The record lacked evidence the provider determined Patient #4 was stable for transfer. The record lacked evidence Provider #1 signed a certification stating the benefits of transfer outweighed the risks.

During interview at 11:56 a.m. on 08/03/20, Provider #1 stated Patient #4's vitals were stable. He felt Patient #4 was a stable transfer and should have documented that in the record. Provider #1 said he did not complete a "Request for Transfer" form.


2. Based on policy review, record review, and staff interview, the Critical Access Hospital (CAH) failed to ensure a qualified medical provider contacted the receiving hospital to accept transfer of 1 of 13 transferred patients (Patient #2) sampled with unstabilized medical conditions. Failure to contact the receiving hospital regarding transfer of a patient limited the CAH's ability to ensure the receiving hospital had the capacity and capability to provide appropriate medical attention.

Findings include:

Review of the policy "Transfer Patient To Another Hospital From ER [Emergency Room]" occurred on 07/29/20. This policy, revised 02/2019, stated,
"Purpose: To provide for a safe and orderly transfer to another hospital for further care not provided at this facility. . . .
Procedure: . . . 2. Provider will contact an accepting MD [medical doctor] who will assume care of the transferring patient. . ."

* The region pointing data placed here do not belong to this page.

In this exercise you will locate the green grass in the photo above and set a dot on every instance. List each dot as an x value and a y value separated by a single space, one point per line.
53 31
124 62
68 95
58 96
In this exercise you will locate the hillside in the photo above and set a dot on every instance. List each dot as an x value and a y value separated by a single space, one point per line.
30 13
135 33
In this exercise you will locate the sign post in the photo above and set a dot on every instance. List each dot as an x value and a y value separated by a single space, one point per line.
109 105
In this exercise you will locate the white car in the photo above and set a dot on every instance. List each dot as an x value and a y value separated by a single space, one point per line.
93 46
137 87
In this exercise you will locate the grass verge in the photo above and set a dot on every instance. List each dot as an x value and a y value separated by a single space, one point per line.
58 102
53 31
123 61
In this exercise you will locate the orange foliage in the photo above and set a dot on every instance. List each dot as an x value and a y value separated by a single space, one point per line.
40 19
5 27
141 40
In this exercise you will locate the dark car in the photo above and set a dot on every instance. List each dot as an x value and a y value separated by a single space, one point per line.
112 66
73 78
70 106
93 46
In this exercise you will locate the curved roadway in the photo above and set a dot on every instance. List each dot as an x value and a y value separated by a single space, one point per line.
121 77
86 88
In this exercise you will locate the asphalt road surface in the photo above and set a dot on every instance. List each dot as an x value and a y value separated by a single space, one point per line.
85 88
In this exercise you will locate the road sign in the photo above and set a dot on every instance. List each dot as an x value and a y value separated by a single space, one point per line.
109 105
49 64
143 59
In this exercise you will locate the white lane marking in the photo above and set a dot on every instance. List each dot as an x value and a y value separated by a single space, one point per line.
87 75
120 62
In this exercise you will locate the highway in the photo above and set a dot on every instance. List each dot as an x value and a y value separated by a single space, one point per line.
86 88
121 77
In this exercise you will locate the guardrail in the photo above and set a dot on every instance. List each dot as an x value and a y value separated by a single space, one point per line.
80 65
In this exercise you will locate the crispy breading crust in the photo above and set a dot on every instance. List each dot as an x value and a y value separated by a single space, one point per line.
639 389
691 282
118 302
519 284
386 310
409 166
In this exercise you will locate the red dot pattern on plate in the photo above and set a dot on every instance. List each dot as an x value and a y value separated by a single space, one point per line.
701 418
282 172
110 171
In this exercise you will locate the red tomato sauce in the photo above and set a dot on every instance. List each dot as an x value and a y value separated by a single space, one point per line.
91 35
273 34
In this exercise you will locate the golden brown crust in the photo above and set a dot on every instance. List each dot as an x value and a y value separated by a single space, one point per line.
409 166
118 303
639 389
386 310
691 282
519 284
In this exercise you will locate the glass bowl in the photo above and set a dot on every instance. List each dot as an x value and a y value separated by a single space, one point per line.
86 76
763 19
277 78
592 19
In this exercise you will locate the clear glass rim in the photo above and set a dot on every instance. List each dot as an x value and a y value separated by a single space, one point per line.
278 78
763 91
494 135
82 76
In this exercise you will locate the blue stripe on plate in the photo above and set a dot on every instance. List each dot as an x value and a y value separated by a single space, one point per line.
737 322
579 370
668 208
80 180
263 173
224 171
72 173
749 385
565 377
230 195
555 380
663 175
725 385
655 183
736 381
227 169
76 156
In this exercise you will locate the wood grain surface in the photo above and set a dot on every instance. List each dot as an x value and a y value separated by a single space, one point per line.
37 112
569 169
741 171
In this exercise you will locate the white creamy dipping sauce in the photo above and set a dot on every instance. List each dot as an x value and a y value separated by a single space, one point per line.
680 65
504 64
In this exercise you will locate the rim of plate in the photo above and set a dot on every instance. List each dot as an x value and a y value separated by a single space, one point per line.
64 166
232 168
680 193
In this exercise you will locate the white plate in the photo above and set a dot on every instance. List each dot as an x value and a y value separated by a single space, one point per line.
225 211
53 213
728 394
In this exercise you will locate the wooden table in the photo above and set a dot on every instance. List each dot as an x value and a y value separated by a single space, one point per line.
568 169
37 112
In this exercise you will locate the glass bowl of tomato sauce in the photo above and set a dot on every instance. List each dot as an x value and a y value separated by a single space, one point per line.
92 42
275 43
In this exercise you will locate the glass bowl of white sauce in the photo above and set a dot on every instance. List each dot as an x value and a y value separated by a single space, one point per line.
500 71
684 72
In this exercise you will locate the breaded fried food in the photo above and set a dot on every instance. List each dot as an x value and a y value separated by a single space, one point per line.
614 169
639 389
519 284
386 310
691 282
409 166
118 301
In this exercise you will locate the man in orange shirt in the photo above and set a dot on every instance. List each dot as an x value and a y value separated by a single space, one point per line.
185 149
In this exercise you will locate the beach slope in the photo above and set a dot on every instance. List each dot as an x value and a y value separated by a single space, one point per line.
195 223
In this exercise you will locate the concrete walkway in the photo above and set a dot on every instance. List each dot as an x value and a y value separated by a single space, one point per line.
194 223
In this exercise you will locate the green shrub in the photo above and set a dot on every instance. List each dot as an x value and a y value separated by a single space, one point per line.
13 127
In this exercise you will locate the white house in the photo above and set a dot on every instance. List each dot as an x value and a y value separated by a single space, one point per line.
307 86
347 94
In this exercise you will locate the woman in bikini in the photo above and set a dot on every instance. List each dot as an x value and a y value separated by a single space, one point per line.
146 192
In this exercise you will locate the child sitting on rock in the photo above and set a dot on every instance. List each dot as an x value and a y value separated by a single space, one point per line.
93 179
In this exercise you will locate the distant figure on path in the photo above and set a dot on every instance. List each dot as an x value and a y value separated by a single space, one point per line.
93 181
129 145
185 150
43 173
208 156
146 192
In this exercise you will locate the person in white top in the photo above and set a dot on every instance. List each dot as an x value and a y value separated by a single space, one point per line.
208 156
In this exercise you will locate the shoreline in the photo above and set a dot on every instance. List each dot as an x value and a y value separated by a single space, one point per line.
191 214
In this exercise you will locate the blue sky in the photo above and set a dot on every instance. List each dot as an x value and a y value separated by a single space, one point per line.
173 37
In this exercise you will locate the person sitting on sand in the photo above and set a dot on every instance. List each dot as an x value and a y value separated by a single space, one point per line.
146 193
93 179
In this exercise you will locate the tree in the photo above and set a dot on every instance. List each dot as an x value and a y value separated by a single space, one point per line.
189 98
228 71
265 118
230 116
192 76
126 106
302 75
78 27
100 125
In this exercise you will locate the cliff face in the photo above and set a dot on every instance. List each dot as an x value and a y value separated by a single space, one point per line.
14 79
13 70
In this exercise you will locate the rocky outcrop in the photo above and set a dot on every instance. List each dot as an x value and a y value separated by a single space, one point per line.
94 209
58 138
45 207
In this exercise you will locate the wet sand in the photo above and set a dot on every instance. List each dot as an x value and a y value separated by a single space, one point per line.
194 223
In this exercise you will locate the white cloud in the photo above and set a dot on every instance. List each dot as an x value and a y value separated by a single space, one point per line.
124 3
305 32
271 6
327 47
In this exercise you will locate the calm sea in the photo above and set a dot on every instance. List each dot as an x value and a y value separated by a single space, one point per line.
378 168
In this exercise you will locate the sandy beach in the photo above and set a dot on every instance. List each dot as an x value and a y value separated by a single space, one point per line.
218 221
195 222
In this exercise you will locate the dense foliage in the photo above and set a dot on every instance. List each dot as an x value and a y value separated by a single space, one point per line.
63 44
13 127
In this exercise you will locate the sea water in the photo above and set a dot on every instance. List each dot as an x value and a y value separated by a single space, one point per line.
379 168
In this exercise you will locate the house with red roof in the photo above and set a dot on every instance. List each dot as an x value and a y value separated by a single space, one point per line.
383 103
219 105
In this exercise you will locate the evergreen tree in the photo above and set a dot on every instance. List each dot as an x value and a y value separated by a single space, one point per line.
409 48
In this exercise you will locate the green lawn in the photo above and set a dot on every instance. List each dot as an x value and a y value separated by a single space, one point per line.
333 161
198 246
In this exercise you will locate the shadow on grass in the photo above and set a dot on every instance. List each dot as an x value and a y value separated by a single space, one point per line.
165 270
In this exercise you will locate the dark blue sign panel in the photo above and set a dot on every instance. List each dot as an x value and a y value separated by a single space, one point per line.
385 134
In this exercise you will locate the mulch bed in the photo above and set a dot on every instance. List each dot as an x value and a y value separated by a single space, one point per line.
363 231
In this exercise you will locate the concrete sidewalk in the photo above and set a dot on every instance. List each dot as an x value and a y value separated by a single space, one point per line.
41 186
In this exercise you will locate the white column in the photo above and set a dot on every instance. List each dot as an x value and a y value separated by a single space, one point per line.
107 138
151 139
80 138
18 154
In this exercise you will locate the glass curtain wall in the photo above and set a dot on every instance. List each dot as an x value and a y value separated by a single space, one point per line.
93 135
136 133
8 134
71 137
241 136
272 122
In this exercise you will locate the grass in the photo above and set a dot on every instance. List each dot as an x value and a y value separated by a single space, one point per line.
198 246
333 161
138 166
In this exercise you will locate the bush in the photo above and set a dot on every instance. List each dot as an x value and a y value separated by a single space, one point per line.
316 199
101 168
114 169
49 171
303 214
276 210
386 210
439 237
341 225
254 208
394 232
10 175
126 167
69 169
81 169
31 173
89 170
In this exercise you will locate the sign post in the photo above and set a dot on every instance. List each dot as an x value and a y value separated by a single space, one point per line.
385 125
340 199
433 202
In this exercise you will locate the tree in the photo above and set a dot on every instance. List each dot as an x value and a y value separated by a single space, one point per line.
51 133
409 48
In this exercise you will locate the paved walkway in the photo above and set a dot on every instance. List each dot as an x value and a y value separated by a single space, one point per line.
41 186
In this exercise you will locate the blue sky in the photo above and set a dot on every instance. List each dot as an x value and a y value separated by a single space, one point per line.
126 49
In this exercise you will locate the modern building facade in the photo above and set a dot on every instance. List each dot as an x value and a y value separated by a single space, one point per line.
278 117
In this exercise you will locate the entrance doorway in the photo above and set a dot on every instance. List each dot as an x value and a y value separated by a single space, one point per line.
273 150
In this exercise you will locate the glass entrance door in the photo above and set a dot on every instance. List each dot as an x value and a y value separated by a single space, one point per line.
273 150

- Review of Patient #2's emergency department medical record occurred on 07/29/20. This record, dated 07/26/20, stated, "G1P0 [gravida (pregnancies) 1, para (live births) 0] at twelve weeks confirmed by US [ultrasound] at [name of health care center] last week, woke up this morning and had frank bloody vaginal discharge. No pain. No cramping. Denies passing of any tissue. . . . No history of Tubal Pregnancy. . . . She was driven here by her partner. . . .
Plan:
Discussed limitation of OB assessment available here, markedly that we do not have ultrasound/bHCG [beta human chorionic gonadotropin - a hormone produced during pregnancy] capability which is what she needs.
Offered ED [Emergency Department] assessment here, and then transfer. Patient declined.
Offered ED assessment and ambulance transfer. Patient declined stating 'I can have my boyfriend drive me.'
Discussed risk of personal, non medical, transportation, patient understands these risks. . . ."
The record lacked evidence the provider contacted the receiving hospital to accept the transfer.

During interview at 10:15 a.m. on 07/31/20, Provider #1 stated he gave the patient verbal instructions to go to [name of acute hospital] ER.